Observador de aves em ação: Avistar 2018 reúne birders do Brasil todo. Foto: Zé Edu.

O Avistar você já conhece – a feira que reúne a turma da observação de aves ocupa o Instituto Butantan, em São Paulo, sempre no mês de maio. Em 2018, palestras, workshops, brincadeiras para as crianças, saídas de observação na mata, exposição de produtos e destinos, happenings e happy-hours começam no dia 18 (sexta) pela manhã e vão até o apagar das luzes do domingo, dia 20. Passando os olhos pela programação, não é difícil ver que este ano será especial. Há muitas apresentações interessantes, algumas delas ocorrendo ao mesmo tempo, até. Aí embaixo há uma listinha pessoal de 10 palestras legais (entre muitas outras que também não pretendo perder). É uma forma de chamar a sua atenção para a necessidade de se programar – vale dar um pulo no site do Avistar, fazer a inscrição e preparar sua própria lista. Vambora?

  1. Merlin Photo ID – Jessie Barry. Sexta, 11h40, aud01.
  2. Ciência cidadã – conceito, aplicações – Wagner Nogueira. Sexta, 14h40, aud01.
  3. Segredos da camera-trap – Juliana Kleinsorge. Sexta, 16h, aud02.
  4. Turismo e bem-estar animal – Roberto Vieto. Sexta, 16h20, aud02.
  5. Birding fora do Brasil – Marcelo Barreiros. Sábado, 10h20, cdc01.
  6. Nomes vernáculos das aves brasileiras – Luiz Fernando. Sábado, 11h, cdc02.
  7. Jiboia do Ribeira: a mais rara serpente – Zé cropanii. Sábado, 16h20, aud02.
  8. Técnicas de memorização e o birdwatching – Arthur Carvalho. Domingo, 11h, aud02.
  9. Aves Marinhas – Bianca Vieira. Domingo, 14h, aud02.
  10. Homenagem a Haroldo Palo Jr. – L. Wahba, C. Dimitrius e convidados. Domingo, 15h, aud01.

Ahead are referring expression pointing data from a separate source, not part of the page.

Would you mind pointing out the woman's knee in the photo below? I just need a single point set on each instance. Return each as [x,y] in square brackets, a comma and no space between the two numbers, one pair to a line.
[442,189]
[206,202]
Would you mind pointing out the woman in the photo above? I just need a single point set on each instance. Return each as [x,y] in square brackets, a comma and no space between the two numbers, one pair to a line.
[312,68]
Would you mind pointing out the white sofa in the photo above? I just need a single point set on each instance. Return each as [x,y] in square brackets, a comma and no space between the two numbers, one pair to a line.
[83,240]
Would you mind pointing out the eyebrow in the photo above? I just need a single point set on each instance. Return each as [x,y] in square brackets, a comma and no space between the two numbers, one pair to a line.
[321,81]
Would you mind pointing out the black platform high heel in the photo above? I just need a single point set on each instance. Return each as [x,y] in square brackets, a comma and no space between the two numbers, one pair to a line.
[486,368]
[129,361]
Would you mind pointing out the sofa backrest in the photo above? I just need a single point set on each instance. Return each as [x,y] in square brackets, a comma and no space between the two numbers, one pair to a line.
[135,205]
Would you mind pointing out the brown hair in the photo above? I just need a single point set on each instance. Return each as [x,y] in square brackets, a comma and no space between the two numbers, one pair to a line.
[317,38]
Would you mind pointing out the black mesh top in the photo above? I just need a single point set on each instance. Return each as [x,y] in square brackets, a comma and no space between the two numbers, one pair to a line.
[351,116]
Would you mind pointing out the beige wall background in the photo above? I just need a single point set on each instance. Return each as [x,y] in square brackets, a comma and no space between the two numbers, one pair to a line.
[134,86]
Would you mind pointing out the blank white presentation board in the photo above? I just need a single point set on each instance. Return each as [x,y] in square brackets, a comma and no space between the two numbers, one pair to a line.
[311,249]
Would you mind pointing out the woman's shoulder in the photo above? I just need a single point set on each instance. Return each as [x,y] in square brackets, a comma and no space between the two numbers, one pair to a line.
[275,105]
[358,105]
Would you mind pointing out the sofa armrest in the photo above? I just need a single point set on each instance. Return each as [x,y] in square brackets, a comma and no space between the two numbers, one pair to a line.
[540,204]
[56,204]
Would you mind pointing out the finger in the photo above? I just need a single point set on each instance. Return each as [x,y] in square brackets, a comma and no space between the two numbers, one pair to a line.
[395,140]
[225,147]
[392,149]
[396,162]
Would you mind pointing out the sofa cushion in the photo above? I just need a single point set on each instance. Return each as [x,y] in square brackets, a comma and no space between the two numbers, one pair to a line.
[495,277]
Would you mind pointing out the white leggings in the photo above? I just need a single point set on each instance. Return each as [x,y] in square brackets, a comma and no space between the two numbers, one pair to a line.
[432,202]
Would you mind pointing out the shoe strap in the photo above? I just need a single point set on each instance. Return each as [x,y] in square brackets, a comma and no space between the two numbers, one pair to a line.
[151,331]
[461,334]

Paraty – um livro sobre a alma (e as aves) de um lugar

O catálogo de publicações sobre a avifauna brasileira não para de crescer. De guias de campo a livros de arte. Uma pesquisa rápida na internet vai revelar obras fantásticas. Algumas focadas em lugares, outras em gêneros específicos de aves, com fotografias ou ilustrações de primeiríssima linha. Mais raros são os guias para iniciantes na observação. Trilhando um caminho do meio, o recém-lançado livro Aves de Paraty costura muito bem as coisas, combinando fotografia, ilustração e texto para traduzir um dos aspectos fundamentais do lugar (a avifauna) e suas interações com as pessoas e o ambiente. No visual, para usar o português claro, o livro é um desbunde. Com fotos de Bruno Rennó, Luciano Lima (também autor dos textos), Rafael Bessa e Wagner Nogueira, ilustrações de Ciro Girard e edição de Guto Carvalho, a publicação não se limita a reproduzir – muito bem -a imensa diversidade de espécies de Paraty. Leva o leitor por uma viagem entre as paisagens (praia, montanha, florestas, rios), as intervenções humanas, o modo de vida caiçara, a história riquíssima do lugar. A própria capa é uma síntese das preocupações dos editores: mostra uma ave sobrevoando a cidade, com a floresta ao fundo e o beiral dos casarões no primeiro plano. O livro traz também noções básicas de por que e como observar aves e ajuda os iniciantes dividindo as espécies por temas intuitivos (migratórias, aves de mangue, de brejo etc). Para resumir: joia que é para degustar com calma e prazer, como uma boa Paraty. E que deve figurar na biblioteca de todo observador, iniciante ou não.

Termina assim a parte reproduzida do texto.